Overview of advanced coils and plugs

2679
Steven Rose
Steven Rose

By Steven Rose

 

In order to meet a need for transcatheter embolic agents that can be precisely placed, optimally conformed, with complete and durable occlusion, and maximal safety profile, several notable developments have occurred with respect to coil-type embolization. A generic overview of commercially available devices follows.

With respect to safety and precision of coil placement, the most important advancement has been the feature of the elective controlled coil detachment. Specifically, the coil remains attached to the pusher wire component until deployment is both complete and satisfactory, at which time the coil is released. Release mechanisms vary, and may be passive interlocking components that fall apart when advanced beyond the catheter tip, or elective detachment using mechanical or electrical means. Should a coil deploy unsatisfactorily, this feature allows the operator to retract the coil, then either re-attempt deployment or remove the coil all together. The controlled detachment feature allows one to attempt coil placement in higher risk situations such as a limited “landing zone” or with suboptimal catheter purchase into the targeted blood vessel.

Embolic vascular plugs are an extension of the concept of detachable coils. Specifically they are a tightly woven self-expanding metal (currently nitinol) mesh formed into various plug shapes, with a range of diameters. The currently available plugs are attached to the pusher wire with a screw mechanism that is unwound at the time the operator wishes to release the device. In general, these plugs are designed for use in larger diameter, higher flow vessels such as lobar portal vein branches or large gastroesophageal varices.

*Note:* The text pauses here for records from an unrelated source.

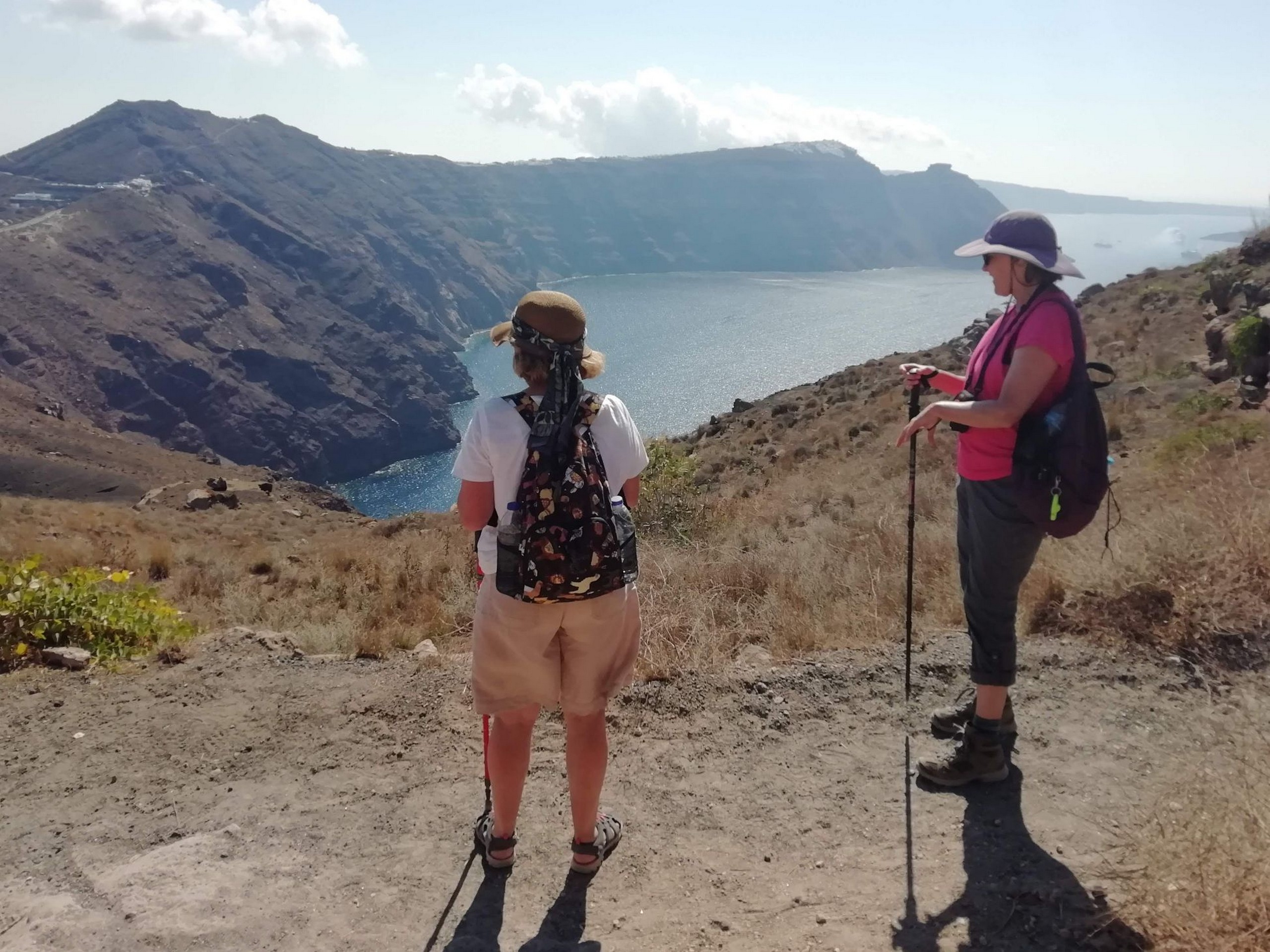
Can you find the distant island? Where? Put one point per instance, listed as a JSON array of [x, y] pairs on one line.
[[238, 285], [1056, 201], [1228, 235]]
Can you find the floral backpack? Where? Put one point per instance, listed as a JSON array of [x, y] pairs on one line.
[[577, 540]]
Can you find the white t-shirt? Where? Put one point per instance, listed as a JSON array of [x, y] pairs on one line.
[[496, 446]]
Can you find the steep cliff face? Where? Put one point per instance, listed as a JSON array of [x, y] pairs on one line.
[[293, 304], [148, 315]]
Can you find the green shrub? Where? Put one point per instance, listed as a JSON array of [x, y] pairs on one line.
[[670, 502], [1248, 339], [1197, 441], [1202, 403], [97, 610]]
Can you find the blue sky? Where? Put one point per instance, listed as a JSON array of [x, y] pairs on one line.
[[1151, 99]]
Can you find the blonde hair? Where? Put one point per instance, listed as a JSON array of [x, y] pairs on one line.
[[534, 368]]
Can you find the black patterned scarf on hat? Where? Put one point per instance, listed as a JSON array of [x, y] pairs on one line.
[[553, 424]]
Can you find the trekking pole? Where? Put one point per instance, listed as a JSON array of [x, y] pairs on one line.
[[915, 405], [489, 805], [484, 719], [910, 921]]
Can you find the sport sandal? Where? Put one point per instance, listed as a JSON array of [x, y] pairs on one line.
[[609, 834], [488, 843]]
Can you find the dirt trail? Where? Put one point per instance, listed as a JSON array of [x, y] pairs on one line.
[[251, 800]]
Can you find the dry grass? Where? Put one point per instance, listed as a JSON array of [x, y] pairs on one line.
[[1201, 875]]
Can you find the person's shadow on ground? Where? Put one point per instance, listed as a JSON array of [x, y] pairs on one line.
[[1017, 898], [561, 931]]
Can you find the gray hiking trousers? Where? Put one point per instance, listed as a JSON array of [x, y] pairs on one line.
[[996, 547]]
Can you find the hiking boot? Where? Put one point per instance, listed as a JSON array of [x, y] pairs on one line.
[[976, 758], [952, 720]]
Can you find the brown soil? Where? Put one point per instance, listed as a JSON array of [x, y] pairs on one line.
[[254, 799], [71, 459]]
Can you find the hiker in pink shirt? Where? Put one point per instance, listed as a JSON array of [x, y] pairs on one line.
[[1020, 367]]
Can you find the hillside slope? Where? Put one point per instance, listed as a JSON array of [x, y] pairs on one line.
[[296, 305]]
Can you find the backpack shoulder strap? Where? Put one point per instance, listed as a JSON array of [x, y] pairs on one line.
[[590, 408], [524, 405]]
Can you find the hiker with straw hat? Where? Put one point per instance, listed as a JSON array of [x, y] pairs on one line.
[[1021, 366], [561, 465]]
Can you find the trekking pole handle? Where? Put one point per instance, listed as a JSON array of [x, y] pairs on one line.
[[915, 395]]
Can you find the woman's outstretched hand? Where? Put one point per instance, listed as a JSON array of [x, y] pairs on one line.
[[926, 420], [917, 372]]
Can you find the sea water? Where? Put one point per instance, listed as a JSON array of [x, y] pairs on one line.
[[683, 347]]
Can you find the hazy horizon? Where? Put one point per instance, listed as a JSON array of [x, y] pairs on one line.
[[1143, 101]]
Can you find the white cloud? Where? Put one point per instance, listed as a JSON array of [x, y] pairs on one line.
[[271, 31], [657, 114]]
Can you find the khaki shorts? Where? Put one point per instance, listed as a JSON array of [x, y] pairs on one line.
[[570, 654]]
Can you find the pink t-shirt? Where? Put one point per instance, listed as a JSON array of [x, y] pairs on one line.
[[988, 454]]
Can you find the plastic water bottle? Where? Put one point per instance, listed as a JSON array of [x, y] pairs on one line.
[[1055, 418], [625, 527], [509, 577]]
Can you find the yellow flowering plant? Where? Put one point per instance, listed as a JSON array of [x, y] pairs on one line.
[[94, 608]]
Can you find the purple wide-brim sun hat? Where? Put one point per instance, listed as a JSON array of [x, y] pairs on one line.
[[1026, 235]]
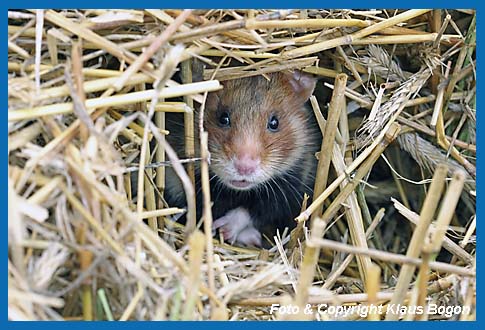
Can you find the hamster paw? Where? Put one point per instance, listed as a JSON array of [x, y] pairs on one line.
[[237, 226], [249, 236]]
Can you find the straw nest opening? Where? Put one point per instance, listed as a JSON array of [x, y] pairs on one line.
[[392, 218]]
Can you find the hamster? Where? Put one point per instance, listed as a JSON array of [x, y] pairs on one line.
[[262, 141]]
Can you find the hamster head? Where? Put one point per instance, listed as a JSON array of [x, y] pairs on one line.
[[258, 128]]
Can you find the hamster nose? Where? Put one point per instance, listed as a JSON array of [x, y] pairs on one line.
[[246, 165]]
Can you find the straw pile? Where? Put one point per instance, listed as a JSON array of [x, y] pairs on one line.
[[88, 93]]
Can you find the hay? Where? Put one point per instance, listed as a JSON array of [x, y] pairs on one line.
[[88, 93]]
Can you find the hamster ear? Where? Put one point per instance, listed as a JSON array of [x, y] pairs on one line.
[[212, 101], [301, 83]]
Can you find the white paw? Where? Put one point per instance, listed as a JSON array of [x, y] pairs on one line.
[[236, 226], [250, 236]]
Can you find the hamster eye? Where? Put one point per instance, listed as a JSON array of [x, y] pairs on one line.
[[273, 124], [224, 119]]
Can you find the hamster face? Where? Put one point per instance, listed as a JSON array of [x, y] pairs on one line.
[[257, 128]]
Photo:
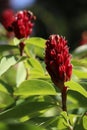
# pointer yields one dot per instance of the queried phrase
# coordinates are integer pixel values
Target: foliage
(28, 98)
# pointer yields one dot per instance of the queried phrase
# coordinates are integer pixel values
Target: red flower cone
(57, 59)
(7, 19)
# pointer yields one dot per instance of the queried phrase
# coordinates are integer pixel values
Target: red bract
(57, 59)
(7, 18)
(22, 25)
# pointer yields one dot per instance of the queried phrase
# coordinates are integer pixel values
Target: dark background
(64, 17)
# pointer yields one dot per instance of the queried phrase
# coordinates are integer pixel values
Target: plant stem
(64, 98)
(21, 47)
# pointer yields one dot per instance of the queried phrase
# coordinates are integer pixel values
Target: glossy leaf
(6, 63)
(5, 100)
(21, 73)
(23, 109)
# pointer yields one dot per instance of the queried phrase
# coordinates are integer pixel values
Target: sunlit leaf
(6, 63)
(35, 87)
(5, 100)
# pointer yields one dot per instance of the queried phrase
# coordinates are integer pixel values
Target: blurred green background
(64, 17)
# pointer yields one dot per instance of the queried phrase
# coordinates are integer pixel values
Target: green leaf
(19, 126)
(5, 100)
(35, 87)
(36, 41)
(7, 48)
(85, 122)
(21, 73)
(26, 108)
(76, 87)
(80, 74)
(6, 63)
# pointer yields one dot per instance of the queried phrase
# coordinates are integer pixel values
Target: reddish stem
(64, 98)
(21, 47)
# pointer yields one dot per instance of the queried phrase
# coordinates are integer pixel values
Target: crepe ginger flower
(57, 59)
(22, 25)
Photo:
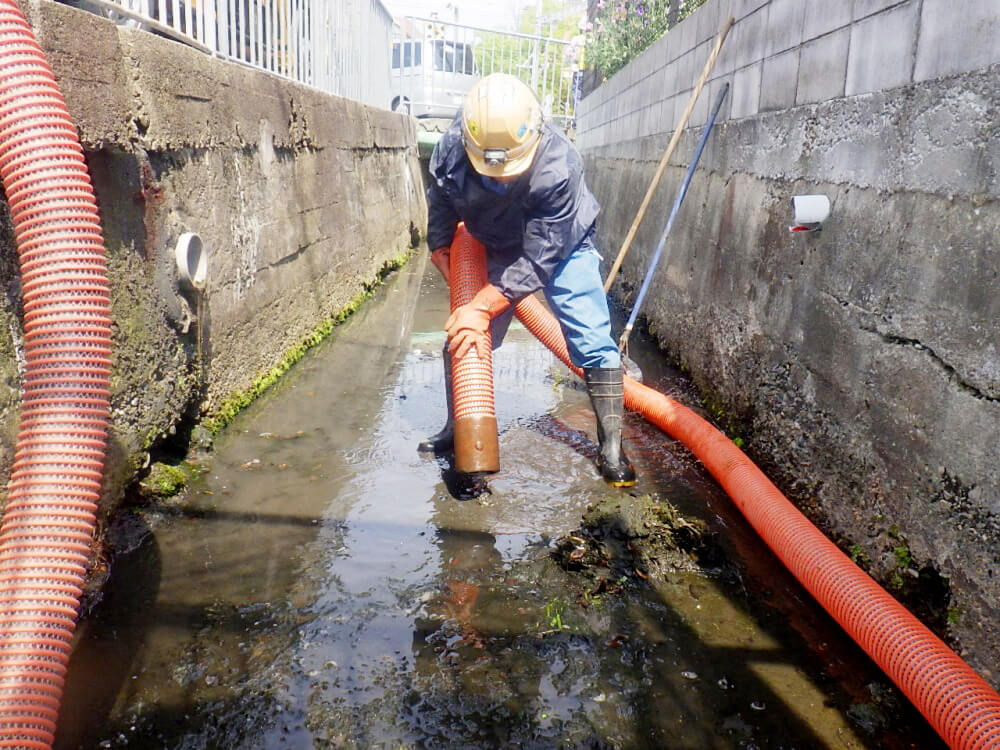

Most currently available coils are either bare metal or incorporate various synthetic fibres to promote thrombosis. Nevertheless, failure to cause complete occlusion or delayed recanalisation can limit their effectiveness. One vendor has incorporated a desiccated layer of hydrogel onto the surface of the coil. When the coil is introduced into a solution with a pH greater than 7.0 (blood has a pH of 7.4), the hydrogen ions leach out and are replaced with water molecules that cause expansion of the hydrogel by factor of approximately four. This feature appears to more predictably cause complete vessel or aneurysm occlusion, reduces delayed recanalisation, and forms a lattice for ingrowth of vascular endothelium.

A significant hurdle to widespread and more generalised use of these advanced coils and plugs is the issue of cost. Pushable fibred platinum coils cost in the range of US$80–$100 each. Detachable fibrous coils sell for approximately US$500–$600 each, and hydrogel coated detachable coils retail in the range of US$800–$900 per coil. Devices intended for neurovascular applications are more expensive yet, typically costing US$1200–$1500 per coil. In this writer’s opinion, situations that warrant use of the high performance, expensive devices are high-risk or anatomically challenging situations that require maximum coil performance in terms of precise, complete vascular occlusion. The cost analysis needs to incorporate the clinical costs of failure to achieve vascular blockage and coil maldeployment.

Alternatively, there appear to be disruptive technologies that may reduce the need for use of expensive, permanent advanced coils.

One such application is the use of temporary anti-reflux tips or occlusion balloon catheters to minimise non-target delivery of Yttrium-90 microspheres into hepatofugal hepatosplanchnic (hepatoenteric) arteries. These devices prevent retrograde reflux of agent into more proximal upstream arterial branches. Additionally, the temporary restriction of antegrade blood flow causes a reduction in the downstream hepatic arterial blood pressure, effecting temporary reversal of blood flow (hepatopedal) in these often difficult to embolize hepatosplanchnic arteries.

In summary, the field of coil embolization is highly dynamic, with currently available elective detachability, vascular plugs for larger vessels, and incorporation of biopolymers. The research has been underway for development of features such as biodegradability and use of coils as a drug delivery platform. Some of the traditional applications of coil embolization may be replaced with blood flow altering devices that provide temporary vascular protection.


Steven C Rose, section chief of the Interventional Oncology Section at University of California, San Diego, USA, will speak on the subject at GEST 2012 US.